The system model determining process according to the invention further represents an open process that allows a more or less continuous refinement and/or actualization of the system model. Thus, only little (configuration) information is required for the very beginning of a diagnosis process.
The invention further allows enhancing the system model even on components that cannot or only hardly be detected by actually scanning the SUT. Moreover, the use of reference data even allows finding problems in not or only little known components, as simply the difference from the reference data indicates problems somewhere in the SUT.
The tests of the test suite to be executed on the SUT can be more specifically selected for the SUT, since the tests are chosen dependent on the actual configuration. When designing tests, only little care has to be taken on general applicability. Strict parameter ranges can be specified instead of going for the least common denominator. E.g., a hard disk controller supports two different modes, like performance mode and secure data mode, but for one particular system it is always operated in the one and same mode. In this case, a test is written preferably for this controller in this particular mode.
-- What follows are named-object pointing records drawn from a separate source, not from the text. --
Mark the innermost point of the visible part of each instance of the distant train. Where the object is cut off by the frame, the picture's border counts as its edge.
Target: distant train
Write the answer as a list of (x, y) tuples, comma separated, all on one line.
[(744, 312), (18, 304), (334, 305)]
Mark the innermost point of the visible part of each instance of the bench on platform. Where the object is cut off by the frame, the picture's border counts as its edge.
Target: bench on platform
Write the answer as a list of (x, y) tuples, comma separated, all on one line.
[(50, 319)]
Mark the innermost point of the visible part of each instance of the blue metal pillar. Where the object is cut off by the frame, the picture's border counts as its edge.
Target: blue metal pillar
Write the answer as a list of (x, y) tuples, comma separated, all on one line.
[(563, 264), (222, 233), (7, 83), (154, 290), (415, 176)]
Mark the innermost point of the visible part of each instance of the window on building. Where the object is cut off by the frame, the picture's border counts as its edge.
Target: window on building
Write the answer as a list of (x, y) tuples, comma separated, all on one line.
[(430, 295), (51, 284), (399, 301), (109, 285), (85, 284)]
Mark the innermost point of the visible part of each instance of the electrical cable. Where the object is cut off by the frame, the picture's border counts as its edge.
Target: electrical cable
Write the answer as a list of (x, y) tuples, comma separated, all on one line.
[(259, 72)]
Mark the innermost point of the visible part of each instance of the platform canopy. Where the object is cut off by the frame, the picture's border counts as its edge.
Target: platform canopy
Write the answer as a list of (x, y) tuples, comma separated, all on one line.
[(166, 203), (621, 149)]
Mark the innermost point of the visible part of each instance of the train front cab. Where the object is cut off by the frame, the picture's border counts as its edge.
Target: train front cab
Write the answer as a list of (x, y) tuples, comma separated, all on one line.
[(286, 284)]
The other mode is neglected for this system.
Therefore, the definition of tests becomes simpler than in conventional approaches by cutting complex tests in small, easily manageable units.
Preferably, a first test would detect the mode of the component whereas a second test would be defined especially for this mode. The previously described model building process would then take care of selecting the correct second test. The cost of having more tests to write pays off because of an orthogonal set of test features (not overlapping, unambiguous) and a probable reduction of total test execution time.
It is clear that the invention can be partly or entirely embodied by one or more suitable software programs, which can be stored on or otherwise provided by any kind of data carrier, and which might be executed in or by any suitable data processing unit.